Your ideal volume of various nutrients per day will be determined by your daily activities. As long as you’re eating high-quality, whole foods, you can easily adjust the amount you’re eating to suit your needs.
Making a point of eating 1-2 hours before your training session and within an hour of your training session ending will do a whole host of good things for your body. It will:
Replenish the muscle glycogen that you lose during activity
Reduce muscle loss
Increase muscle protein synthesis
Reduce post-training soreness and fatigue, enhance recovery
Reduce cortisol levels
When eating for performance, both the pre and post training meal should definitely contain both carbs and protein to give you the maximum benefit.
So what’s the difference between eating to perform and eating to lose weight?
If you look at the chart above, Muscle Gain is synonymous with performance so generally speaking you need a higher percentage of carbohydrates and most likely a higher caloric intake as well. If muscle gain is part of your goals, you need carbs pre- and post- training, but you’ll also need more of them more of the time.
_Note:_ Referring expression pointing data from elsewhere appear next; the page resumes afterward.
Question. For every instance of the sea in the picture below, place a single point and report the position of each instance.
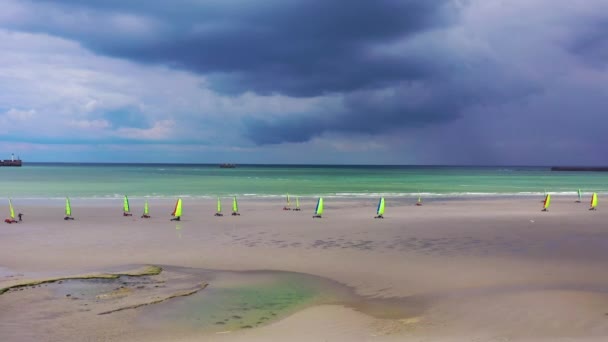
(100, 181)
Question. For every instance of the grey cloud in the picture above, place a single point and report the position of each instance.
(297, 48)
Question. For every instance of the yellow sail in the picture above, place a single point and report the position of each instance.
(235, 205)
(68, 207)
(177, 212)
(12, 210)
(125, 204)
(319, 208)
(380, 209)
(547, 202)
(594, 200)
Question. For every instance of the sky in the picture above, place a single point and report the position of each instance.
(467, 82)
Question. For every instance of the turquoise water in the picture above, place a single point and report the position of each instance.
(166, 181)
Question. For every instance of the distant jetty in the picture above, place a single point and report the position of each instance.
(11, 162)
(580, 168)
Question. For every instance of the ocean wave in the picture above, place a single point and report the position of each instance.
(339, 195)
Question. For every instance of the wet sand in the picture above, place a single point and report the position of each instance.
(480, 270)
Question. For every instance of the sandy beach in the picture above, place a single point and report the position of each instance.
(466, 270)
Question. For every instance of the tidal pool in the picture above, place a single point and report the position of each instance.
(243, 300)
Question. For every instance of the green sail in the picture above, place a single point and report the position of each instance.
(125, 205)
(380, 210)
(12, 210)
(68, 207)
(177, 212)
(319, 208)
(235, 205)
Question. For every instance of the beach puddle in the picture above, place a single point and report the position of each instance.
(244, 300)
(191, 300)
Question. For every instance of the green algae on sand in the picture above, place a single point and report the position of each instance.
(139, 272)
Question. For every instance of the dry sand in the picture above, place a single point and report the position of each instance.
(486, 270)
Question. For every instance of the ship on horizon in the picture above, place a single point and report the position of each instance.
(11, 162)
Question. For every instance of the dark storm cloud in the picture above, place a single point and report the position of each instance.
(591, 41)
(380, 58)
(396, 108)
(297, 48)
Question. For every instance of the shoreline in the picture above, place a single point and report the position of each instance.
(482, 262)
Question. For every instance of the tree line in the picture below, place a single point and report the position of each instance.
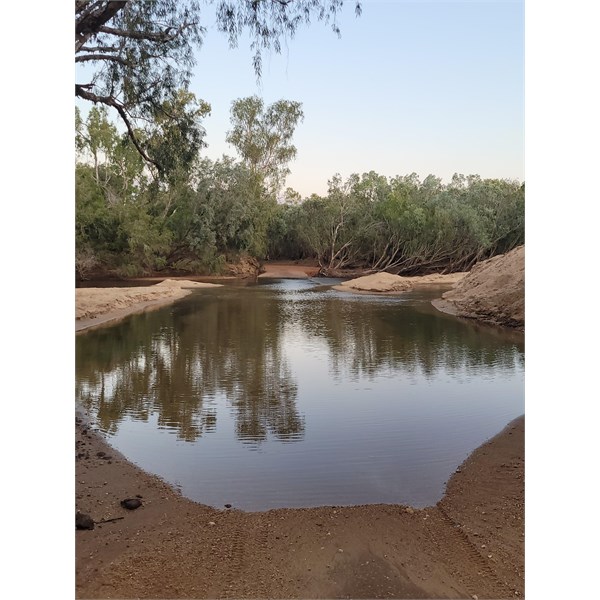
(198, 214)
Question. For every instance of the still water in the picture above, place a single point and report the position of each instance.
(290, 394)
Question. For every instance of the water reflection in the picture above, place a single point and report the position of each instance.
(176, 362)
(367, 337)
(342, 399)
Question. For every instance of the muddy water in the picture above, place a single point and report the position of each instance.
(290, 394)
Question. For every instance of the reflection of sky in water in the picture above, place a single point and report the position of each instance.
(283, 394)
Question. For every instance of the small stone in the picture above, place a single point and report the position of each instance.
(83, 521)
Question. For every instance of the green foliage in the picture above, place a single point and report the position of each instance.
(402, 224)
(142, 53)
(263, 136)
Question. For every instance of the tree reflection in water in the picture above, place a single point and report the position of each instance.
(175, 362)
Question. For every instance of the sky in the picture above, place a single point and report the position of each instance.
(425, 87)
(562, 128)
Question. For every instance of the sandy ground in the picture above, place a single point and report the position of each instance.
(470, 545)
(492, 292)
(395, 284)
(273, 270)
(100, 306)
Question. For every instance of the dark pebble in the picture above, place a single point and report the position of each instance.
(83, 521)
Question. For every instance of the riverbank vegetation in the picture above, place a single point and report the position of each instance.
(200, 214)
(148, 202)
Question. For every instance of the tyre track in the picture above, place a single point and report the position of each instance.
(501, 589)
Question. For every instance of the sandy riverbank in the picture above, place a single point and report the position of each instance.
(100, 306)
(470, 544)
(385, 283)
(273, 270)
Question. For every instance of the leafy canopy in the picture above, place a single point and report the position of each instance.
(141, 53)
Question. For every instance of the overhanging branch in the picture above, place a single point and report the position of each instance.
(110, 101)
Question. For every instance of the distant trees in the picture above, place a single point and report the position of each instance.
(263, 137)
(140, 54)
(403, 225)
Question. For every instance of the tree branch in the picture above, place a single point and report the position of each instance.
(88, 57)
(162, 36)
(110, 101)
(90, 22)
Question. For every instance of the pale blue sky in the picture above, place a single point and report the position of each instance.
(429, 87)
(425, 87)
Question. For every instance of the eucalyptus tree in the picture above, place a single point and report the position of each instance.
(139, 53)
(263, 135)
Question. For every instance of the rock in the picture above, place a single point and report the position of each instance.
(131, 503)
(83, 521)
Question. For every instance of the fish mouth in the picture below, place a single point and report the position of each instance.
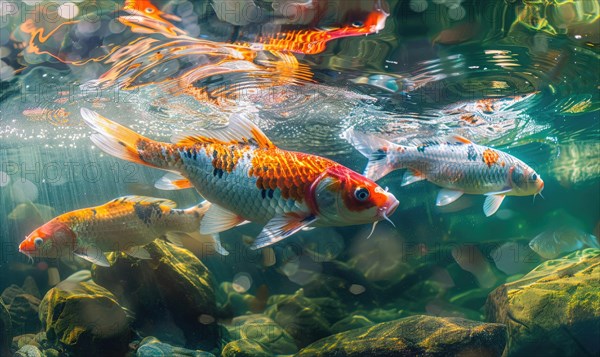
(389, 208)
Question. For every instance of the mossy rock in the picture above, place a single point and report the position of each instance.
(233, 302)
(24, 314)
(85, 318)
(554, 308)
(245, 348)
(415, 336)
(351, 322)
(300, 316)
(5, 330)
(153, 347)
(29, 339)
(174, 287)
(29, 351)
(260, 328)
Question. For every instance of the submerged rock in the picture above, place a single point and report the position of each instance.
(152, 347)
(5, 330)
(30, 287)
(172, 294)
(416, 335)
(245, 348)
(555, 308)
(23, 309)
(350, 323)
(232, 301)
(86, 318)
(301, 317)
(24, 314)
(263, 330)
(29, 351)
(29, 339)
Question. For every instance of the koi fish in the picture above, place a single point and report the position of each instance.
(145, 17)
(247, 178)
(124, 224)
(313, 41)
(454, 163)
(553, 243)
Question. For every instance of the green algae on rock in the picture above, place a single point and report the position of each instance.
(29, 339)
(5, 330)
(86, 318)
(350, 323)
(416, 335)
(152, 347)
(29, 351)
(260, 328)
(300, 316)
(245, 348)
(174, 287)
(555, 308)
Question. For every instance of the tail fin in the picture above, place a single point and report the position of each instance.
(376, 150)
(113, 138)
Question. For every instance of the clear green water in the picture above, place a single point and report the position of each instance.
(402, 83)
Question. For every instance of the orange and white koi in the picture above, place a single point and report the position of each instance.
(247, 178)
(313, 41)
(124, 224)
(454, 163)
(145, 17)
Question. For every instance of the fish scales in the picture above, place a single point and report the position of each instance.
(122, 220)
(241, 174)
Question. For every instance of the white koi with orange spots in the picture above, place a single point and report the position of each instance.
(455, 163)
(248, 178)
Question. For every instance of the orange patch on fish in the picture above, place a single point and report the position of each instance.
(490, 157)
(226, 157)
(290, 172)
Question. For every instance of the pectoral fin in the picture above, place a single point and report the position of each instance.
(281, 227)
(213, 240)
(138, 252)
(411, 176)
(173, 181)
(218, 219)
(92, 255)
(492, 203)
(446, 196)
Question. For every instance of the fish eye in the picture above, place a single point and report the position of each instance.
(361, 193)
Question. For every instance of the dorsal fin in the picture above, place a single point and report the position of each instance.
(458, 139)
(448, 139)
(145, 200)
(239, 130)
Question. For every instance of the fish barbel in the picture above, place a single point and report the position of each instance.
(247, 178)
(454, 163)
(124, 224)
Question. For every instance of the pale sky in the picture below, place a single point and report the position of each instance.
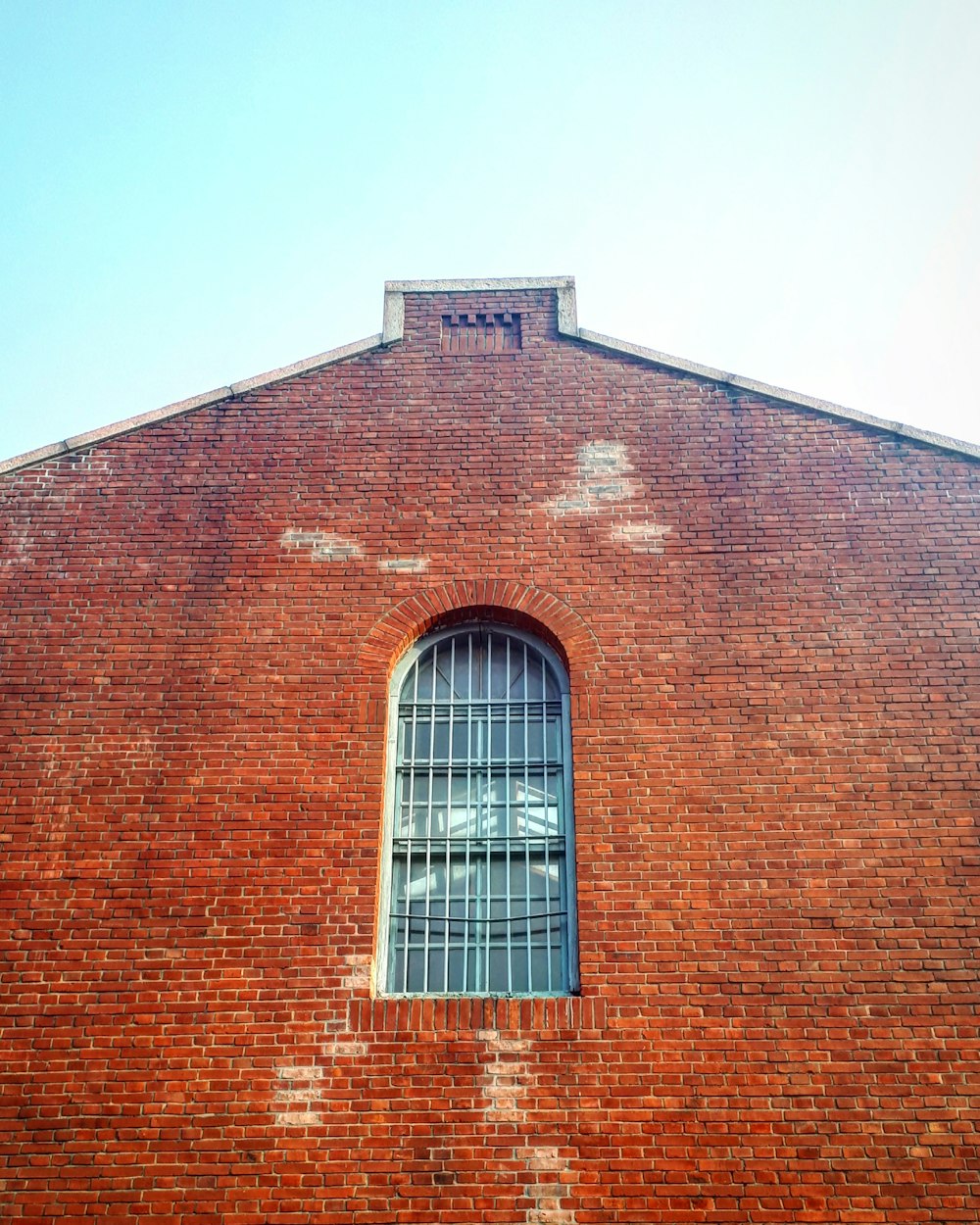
(195, 191)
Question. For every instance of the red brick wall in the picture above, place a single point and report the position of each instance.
(769, 618)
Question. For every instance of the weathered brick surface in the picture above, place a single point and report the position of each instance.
(769, 618)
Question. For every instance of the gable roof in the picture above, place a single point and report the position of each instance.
(567, 326)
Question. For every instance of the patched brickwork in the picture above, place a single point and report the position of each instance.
(769, 618)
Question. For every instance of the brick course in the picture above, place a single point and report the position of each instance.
(769, 618)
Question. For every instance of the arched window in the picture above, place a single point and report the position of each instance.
(479, 854)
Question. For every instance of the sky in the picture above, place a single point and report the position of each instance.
(196, 191)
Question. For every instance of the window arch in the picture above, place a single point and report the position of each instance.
(479, 843)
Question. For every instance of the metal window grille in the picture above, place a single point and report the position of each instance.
(480, 826)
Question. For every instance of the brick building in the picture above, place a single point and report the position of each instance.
(490, 773)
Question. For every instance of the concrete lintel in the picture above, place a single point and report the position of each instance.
(788, 397)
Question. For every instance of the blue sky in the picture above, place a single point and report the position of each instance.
(195, 192)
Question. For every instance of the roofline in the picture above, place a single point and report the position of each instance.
(54, 450)
(611, 344)
(567, 326)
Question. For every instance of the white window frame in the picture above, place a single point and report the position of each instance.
(400, 674)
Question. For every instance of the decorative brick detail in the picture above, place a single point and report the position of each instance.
(480, 332)
(509, 602)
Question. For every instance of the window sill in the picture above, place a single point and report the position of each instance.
(539, 1015)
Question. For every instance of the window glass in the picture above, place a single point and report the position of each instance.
(479, 854)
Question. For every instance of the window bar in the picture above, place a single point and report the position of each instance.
(547, 824)
(449, 927)
(483, 744)
(410, 777)
(432, 710)
(468, 758)
(525, 706)
(508, 807)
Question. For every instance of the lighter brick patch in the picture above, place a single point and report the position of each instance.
(602, 479)
(322, 545)
(643, 537)
(359, 979)
(403, 564)
(290, 1097)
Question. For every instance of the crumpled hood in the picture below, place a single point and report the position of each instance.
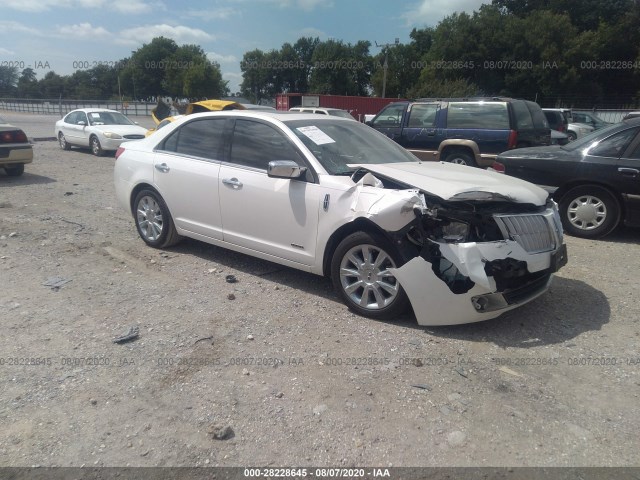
(459, 182)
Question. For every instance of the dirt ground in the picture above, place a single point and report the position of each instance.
(280, 372)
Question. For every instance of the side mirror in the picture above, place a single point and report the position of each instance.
(285, 169)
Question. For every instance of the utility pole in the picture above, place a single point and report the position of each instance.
(385, 49)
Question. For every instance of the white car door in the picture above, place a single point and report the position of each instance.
(271, 215)
(186, 168)
(71, 129)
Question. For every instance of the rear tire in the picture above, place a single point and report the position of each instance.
(96, 148)
(460, 157)
(63, 142)
(589, 211)
(359, 271)
(153, 220)
(14, 170)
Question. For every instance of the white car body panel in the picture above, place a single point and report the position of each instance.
(278, 216)
(447, 180)
(199, 211)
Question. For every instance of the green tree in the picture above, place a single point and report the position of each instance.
(8, 80)
(341, 69)
(52, 85)
(191, 74)
(255, 77)
(144, 73)
(28, 84)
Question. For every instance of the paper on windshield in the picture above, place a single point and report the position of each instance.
(316, 135)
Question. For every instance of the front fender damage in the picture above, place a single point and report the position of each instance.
(457, 264)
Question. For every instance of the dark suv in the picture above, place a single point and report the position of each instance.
(464, 131)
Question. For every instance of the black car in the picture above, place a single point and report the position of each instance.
(590, 119)
(464, 131)
(595, 179)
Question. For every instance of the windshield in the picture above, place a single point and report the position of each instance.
(108, 118)
(594, 136)
(336, 143)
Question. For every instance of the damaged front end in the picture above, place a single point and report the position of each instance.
(476, 255)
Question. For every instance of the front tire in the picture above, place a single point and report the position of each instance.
(153, 220)
(14, 170)
(460, 158)
(96, 148)
(63, 142)
(360, 274)
(589, 211)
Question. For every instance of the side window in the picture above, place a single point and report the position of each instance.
(636, 152)
(423, 115)
(391, 116)
(615, 145)
(256, 144)
(71, 118)
(486, 116)
(523, 115)
(200, 138)
(539, 119)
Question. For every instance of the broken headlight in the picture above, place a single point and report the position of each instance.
(455, 232)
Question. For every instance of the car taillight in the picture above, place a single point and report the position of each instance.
(14, 136)
(497, 167)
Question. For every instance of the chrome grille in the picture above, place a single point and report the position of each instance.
(535, 233)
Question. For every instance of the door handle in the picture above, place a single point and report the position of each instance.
(629, 172)
(232, 182)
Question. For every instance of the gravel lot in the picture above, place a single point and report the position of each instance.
(273, 369)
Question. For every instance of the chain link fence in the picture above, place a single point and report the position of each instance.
(61, 107)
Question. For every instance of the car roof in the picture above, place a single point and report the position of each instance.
(281, 115)
(87, 110)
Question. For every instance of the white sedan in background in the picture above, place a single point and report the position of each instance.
(334, 197)
(97, 128)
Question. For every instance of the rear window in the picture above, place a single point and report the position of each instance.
(539, 120)
(482, 115)
(523, 115)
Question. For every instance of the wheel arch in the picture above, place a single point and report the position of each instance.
(360, 224)
(564, 189)
(136, 190)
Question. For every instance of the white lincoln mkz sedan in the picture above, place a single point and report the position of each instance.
(334, 197)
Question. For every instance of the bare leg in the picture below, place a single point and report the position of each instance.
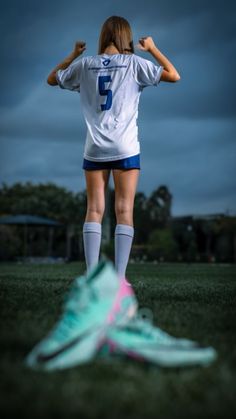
(92, 230)
(125, 187)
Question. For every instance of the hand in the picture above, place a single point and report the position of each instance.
(146, 43)
(79, 48)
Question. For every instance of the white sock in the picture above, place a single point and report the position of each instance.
(92, 233)
(123, 241)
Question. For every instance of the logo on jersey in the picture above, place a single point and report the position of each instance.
(106, 62)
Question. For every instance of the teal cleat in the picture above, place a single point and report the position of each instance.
(94, 303)
(140, 340)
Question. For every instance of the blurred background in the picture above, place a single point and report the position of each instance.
(185, 207)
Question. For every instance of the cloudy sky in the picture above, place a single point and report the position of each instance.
(187, 129)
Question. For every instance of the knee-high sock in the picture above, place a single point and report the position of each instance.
(92, 233)
(123, 241)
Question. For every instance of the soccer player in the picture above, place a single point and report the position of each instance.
(110, 84)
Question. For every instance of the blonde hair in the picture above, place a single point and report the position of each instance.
(117, 31)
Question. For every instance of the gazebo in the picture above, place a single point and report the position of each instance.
(27, 220)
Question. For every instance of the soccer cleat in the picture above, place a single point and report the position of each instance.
(140, 340)
(94, 303)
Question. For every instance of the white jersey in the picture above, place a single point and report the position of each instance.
(110, 87)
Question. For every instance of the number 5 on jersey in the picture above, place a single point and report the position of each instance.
(105, 92)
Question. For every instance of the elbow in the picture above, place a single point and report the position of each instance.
(51, 80)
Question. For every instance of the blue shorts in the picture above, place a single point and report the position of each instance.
(132, 162)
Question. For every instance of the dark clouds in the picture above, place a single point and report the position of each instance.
(187, 129)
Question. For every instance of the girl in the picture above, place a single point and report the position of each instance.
(110, 84)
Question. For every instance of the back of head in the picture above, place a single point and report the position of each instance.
(116, 31)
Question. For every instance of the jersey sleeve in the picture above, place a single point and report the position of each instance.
(147, 73)
(70, 78)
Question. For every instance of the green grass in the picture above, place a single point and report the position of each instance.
(196, 301)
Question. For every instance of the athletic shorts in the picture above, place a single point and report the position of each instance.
(132, 162)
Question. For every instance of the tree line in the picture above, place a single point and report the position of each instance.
(158, 235)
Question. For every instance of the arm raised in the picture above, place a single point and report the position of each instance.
(78, 50)
(169, 73)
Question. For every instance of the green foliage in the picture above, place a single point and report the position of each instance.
(46, 200)
(10, 243)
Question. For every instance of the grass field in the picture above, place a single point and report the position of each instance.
(196, 301)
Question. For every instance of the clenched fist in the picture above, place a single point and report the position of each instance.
(79, 48)
(146, 43)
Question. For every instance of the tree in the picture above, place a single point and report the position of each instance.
(159, 207)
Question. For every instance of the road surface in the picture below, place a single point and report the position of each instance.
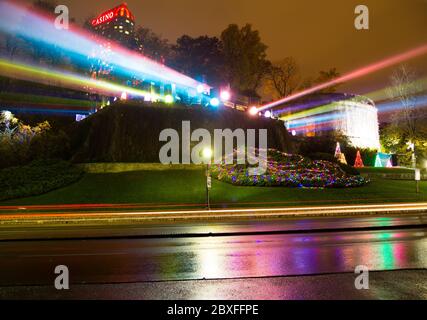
(248, 250)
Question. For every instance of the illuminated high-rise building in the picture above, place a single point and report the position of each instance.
(118, 25)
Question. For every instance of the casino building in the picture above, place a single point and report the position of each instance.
(118, 25)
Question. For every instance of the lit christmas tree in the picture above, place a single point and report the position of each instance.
(358, 163)
(339, 155)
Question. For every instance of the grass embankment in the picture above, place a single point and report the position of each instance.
(157, 189)
(36, 178)
(385, 170)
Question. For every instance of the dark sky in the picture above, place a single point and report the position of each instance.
(319, 34)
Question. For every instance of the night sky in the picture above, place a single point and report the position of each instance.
(319, 34)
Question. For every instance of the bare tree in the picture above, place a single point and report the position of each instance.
(408, 120)
(283, 78)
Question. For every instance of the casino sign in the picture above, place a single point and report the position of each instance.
(119, 11)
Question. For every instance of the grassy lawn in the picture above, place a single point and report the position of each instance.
(161, 188)
(385, 170)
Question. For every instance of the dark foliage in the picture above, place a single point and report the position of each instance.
(36, 178)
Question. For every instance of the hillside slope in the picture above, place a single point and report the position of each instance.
(130, 133)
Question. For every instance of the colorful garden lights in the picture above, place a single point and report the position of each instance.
(225, 95)
(169, 99)
(214, 102)
(253, 111)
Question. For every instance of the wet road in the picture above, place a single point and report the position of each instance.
(225, 256)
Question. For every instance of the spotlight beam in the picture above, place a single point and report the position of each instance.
(419, 51)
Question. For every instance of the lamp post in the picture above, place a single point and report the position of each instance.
(207, 155)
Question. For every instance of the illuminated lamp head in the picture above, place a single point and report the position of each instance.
(207, 153)
(169, 99)
(147, 97)
(200, 88)
(214, 102)
(7, 115)
(225, 95)
(253, 111)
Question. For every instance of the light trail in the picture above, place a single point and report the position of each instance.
(63, 79)
(225, 213)
(419, 51)
(79, 46)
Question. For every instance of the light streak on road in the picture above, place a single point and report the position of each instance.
(223, 213)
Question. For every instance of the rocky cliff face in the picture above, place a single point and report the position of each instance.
(130, 133)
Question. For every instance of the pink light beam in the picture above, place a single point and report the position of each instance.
(419, 51)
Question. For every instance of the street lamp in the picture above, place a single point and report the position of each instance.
(207, 155)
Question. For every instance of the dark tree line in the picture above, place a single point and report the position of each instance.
(236, 58)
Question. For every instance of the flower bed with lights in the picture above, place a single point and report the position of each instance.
(289, 171)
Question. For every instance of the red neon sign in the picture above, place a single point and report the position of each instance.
(109, 15)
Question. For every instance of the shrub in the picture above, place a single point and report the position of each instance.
(37, 178)
(289, 171)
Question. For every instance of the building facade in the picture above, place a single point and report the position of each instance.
(118, 25)
(356, 117)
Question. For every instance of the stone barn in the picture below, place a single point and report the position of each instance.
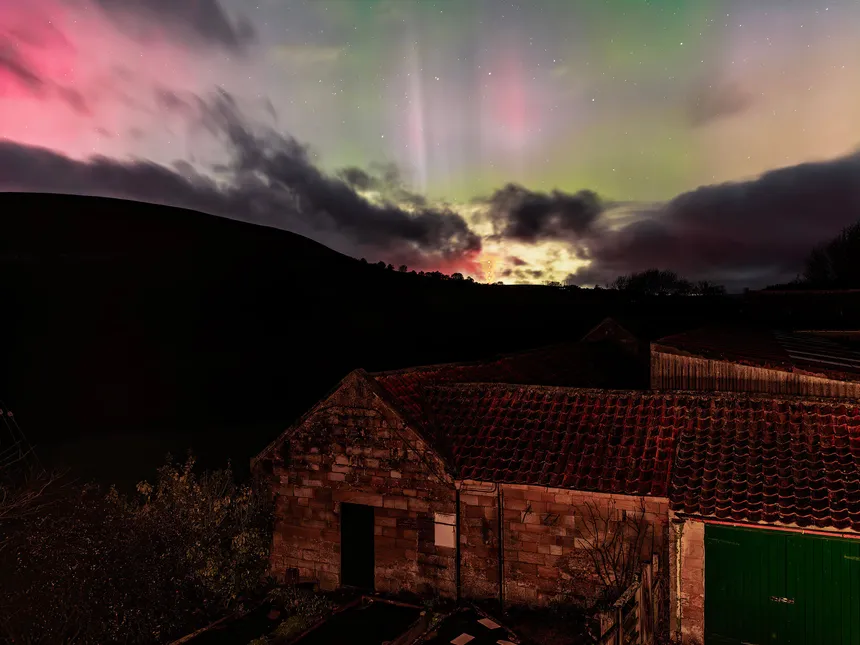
(415, 481)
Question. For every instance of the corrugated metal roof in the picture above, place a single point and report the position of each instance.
(778, 350)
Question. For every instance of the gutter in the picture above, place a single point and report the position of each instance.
(501, 549)
(784, 529)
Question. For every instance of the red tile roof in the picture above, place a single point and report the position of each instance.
(772, 461)
(746, 458)
(593, 440)
(783, 351)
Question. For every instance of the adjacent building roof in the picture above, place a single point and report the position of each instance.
(783, 351)
(773, 461)
(612, 442)
(603, 364)
(740, 457)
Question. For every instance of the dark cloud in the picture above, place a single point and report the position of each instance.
(16, 68)
(13, 66)
(384, 179)
(527, 216)
(749, 233)
(269, 179)
(74, 99)
(716, 101)
(202, 20)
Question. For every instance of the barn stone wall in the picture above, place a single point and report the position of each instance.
(547, 535)
(687, 586)
(354, 449)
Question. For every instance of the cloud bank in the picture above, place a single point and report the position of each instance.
(55, 80)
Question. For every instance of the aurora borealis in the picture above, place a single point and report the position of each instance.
(543, 139)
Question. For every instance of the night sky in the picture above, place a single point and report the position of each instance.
(521, 142)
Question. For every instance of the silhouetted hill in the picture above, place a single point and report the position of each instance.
(132, 329)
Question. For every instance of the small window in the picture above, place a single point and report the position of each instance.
(446, 530)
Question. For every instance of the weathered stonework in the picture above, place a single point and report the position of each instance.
(546, 540)
(354, 448)
(687, 575)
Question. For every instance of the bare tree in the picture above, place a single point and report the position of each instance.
(610, 550)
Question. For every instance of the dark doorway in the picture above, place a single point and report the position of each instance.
(356, 546)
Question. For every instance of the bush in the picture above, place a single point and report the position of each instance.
(103, 568)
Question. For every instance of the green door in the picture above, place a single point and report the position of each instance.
(778, 588)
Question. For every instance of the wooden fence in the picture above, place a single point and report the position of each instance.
(634, 618)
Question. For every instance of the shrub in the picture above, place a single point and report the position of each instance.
(103, 568)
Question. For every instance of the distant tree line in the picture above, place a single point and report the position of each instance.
(434, 275)
(87, 566)
(658, 282)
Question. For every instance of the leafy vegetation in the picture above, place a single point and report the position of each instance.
(657, 282)
(87, 566)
If you’d like to lose some body fat/weight while preventing muscle loss, it is typically done at a slower rate than someone just wanting to lose weight and can be done by adjusting your caloric intake.
As an athlete you need to give yourself the proper amount and type (macro’s) of fuel.
How Do You Know The Difference?
If you see more than two pounds disappear in a week, you’re dealing with more than just fat loss. When people start upping their workouts and cutting calories, they’ll see fat loss pretty quickly—but it shouldn’t be at a rapid rate for a performance goal.. This two-pounds-a-week is most everybody’s threshold for fat burn. If you drop 5+ pounds in a week, the vast majority of that will be water weight and a little bit of muscle loss as well and these results are more suitable for someone wanting more dramatic weight loss.